La capacité accordée à chaque professeur, considéré individuellement, à la fois parce qu'il tient sa légitimité de sa compétence scientifique et pédagogique reconnue par un jury indépendant, et parce qu'il connaît les élèves de ses classes, de choisir l'ordre de présentation des questions du programme, les auteurs, les œuvres, les méthodes, cette autonomie du professeur dans sa classe, dans sa discipline, avec ses élèves, à laquelle on pense la plupart du temps lorsque l'on parle de sa « liberté pédagogique », ne constitue qu'une expression particulière du soutien que l'État, garant du respect de la Constitution, doit à la mission de l'enseignement.
Encore faut-il, si l'on veut que le soutien de l'institution au professeur puisse s'exprimer concrètement, ajouter la garantie d'une rédaction claire et sobre des programmes nationaux, et celle de corps d'inspection au moins aussi compétents dans la ou les disciplines où ils inspectent que les professeurs qu'ils inspectent, et capables de rapporter, à des programmes nationaux ainsi rédigés, les résultats obtenus par les élèves.
Errements officiels
Force est de constater toutefois qu'à partir du début des années 70, s'est élevée progressivement parmi les instituteurs et les professeurs une protestation de plus en plus vive contre des instructions officielles publiées en matière de méthodes et de programmes. Considérant que ces instructions étaient inspirées par des préférences arbitraires, voire par des choix idéologiques, et surtout constatant que leur mise en œuvre était bien loin d'aider leurs élèves à acquérir sans délai inutile un ensemble cohérent et explicite de connaissances de base, nombre d'instituteurs et de professeurs se sont résolus, pour parvenir à instruire quand même, à se désolidariser de l'institution, à laquelle aurait pourtant appartenu de garantir la transmission du savoir contre toutes les tentatives d'abus. Ils se sont sentis obligés de faire valoir leur « liberté pédagogique » individuelle non plus afin de soustraire la transmission des connaissances à des pressions extérieures à l'Éducation Nationale, mais afin de parvenir à enseigner en dépit des entraves placées par les méthodes et les programmes prescrits par les instructions officielles et jugés contraires à la transmission des connaissances.

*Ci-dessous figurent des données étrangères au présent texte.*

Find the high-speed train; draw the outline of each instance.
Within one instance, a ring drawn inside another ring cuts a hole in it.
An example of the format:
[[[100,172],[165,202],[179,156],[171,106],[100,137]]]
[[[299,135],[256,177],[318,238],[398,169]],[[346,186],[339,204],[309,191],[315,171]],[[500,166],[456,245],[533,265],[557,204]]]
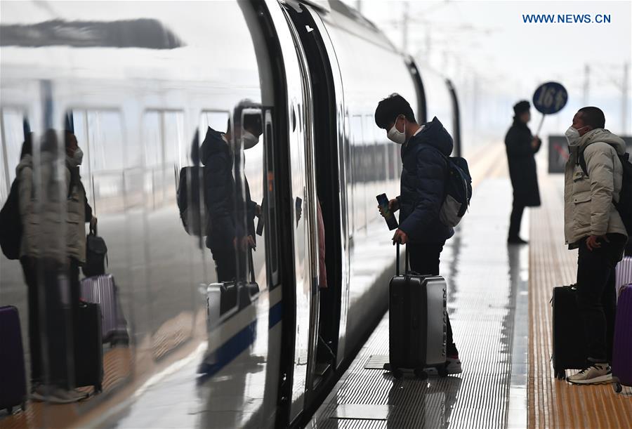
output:
[[[24,124],[37,160],[46,130],[72,118],[130,335],[126,352],[104,346],[105,390],[202,344],[199,425],[301,424],[388,308],[395,248],[376,196],[398,194],[401,163],[376,105],[402,95],[418,121],[439,117],[458,150],[449,81],[337,0],[6,2],[0,24],[0,202]],[[257,132],[245,125],[253,115]],[[213,192],[254,212],[229,207],[225,223],[202,204],[216,229],[190,235],[179,172],[201,162],[206,174],[213,151],[230,155],[230,172]],[[209,243],[213,234],[227,237]],[[226,252],[236,280],[222,283]],[[0,276],[0,305],[18,306],[27,345],[20,263],[1,256]]]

Monsieur Laurent Lafforgue a ainsi pu évoquer récemment la foule de ces professeurs et instituteurs, « petits soldats de l'Éducation Nationale qui, depuis des années que leurs généraux leur prescrivent des consignes stupides, combattent inlassablement pour le savoir, essaient vaille que vaille d'enseigner » et qui, en sefaufilant dans le labyrinthe de méthodes et des programmes mal conçus, « parviennent, au milieu des pires difficultés, à instruire, à transmettre » (in La Lettre d'Enseignement et Liberté, n° 91, mars 2006): le « pire » de ces difficultés est bien entendu, à mon sens, qu'elles soient créées par l'institution même à laquelle il aurait incombé de les supprimer.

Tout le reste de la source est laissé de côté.